-8.27% for MYX as further selling is capped by oversold signals
MYX (MYX) is trading at $0.2264, below the SMA-20 at $0.2516, the SMA-50 at $0.3545, and the SMA-200 at $3.3511, signaling persistent downside pressure in short-, medium-, and long-term trends. The Ichimoku Kijun level is $0.3033, which stands above the current price and now acts as immediate resistance.
Highlights
- MYX price remains suppressed below key moving averages, confirming persistent downside momentum across all timeframes.
- Technical indicators show strong bearish momentum, with MACD in sell mode and oscillators nearing oversold conditions.
- Expect MYX to fluctuate between $0.2050 and $0.2500 over the next week, with further downside likely if $0.2240 fails.

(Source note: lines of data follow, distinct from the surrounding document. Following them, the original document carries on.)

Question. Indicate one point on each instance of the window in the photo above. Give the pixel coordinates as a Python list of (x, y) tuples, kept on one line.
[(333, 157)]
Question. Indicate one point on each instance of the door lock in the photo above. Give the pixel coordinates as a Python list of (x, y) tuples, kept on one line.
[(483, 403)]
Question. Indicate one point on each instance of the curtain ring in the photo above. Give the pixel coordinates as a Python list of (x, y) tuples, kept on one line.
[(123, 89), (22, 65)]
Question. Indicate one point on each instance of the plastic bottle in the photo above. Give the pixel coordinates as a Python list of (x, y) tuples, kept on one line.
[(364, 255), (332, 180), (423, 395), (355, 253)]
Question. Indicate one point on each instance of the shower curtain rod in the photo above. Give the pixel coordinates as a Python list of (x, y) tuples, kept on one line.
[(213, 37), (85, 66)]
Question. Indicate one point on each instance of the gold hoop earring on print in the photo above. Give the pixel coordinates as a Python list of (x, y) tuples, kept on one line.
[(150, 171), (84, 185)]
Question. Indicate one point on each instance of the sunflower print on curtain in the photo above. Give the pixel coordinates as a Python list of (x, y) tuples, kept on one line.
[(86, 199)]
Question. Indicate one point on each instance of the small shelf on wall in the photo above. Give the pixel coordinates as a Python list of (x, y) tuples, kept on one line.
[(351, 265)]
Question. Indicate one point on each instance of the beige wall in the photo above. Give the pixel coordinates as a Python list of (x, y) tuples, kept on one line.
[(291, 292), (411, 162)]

Bearish momentum signals as volatility and divergences rise
Momentum remains decisively bearish, with the MACD on D1 and W1 in strong sell mode and the ADX on D1 indicating a prevailing downtrend, though W1 ADX suggests reliable medium-term trend strength. RSI D1 is near oversold at 33.1, and CCI D1 is neutral but leaning toward oversold, while Stoch RSI appears overbought — a divergence that suggests hesitant bearish exhaustion. BBP currently indicates buyer presence on D1, yet most intraday timeframes reflect bear dominance; the AO is neutral and does not reinforce the downtrend. The price dropped 8.27% after opening with a slight gap down (from $0.2468 to $0.2412), now sitting near today’s low of $0.2241, marking high volatility and clear post-open selling pressure. Momentum signals mostly confirm today’s selloff, but oscillator divergences could add short-term uncertainty.
Further declines likely as oversold risk tempers selloff
For the upcoming five trading days, and normalizing the outlook based on the current price, MYX is expected to fluctuate within $0.2050 to $0.2500. Given the mix of technical forecasts — RSI and MACD both bearish and only ADX W1 positive for upward moves — the probability of price increase is very low (less than 20%), making further declines more likely. The baseline scenario is sideways action as oversold conditions may dampen aggressive selling. In a bullish scenario, a decisive move above the Ichimoku resistance at $0.3033 could open a return toward the upper weekly band. Conversely, failure to hold $0.2240 could invite further losses, with the bearish case seeing tests of the $0.2050 support area.
Earlier, analysts noted that MYX was entrenched in a persistent bearish trend with sellers firmly in control. The current analysis not only reaffirms this negative outlook but emphasizes that further weakness could develop if the $0.2240 level fails, making a test of the $0.2050 support a key downside risk to watch in the days ahead.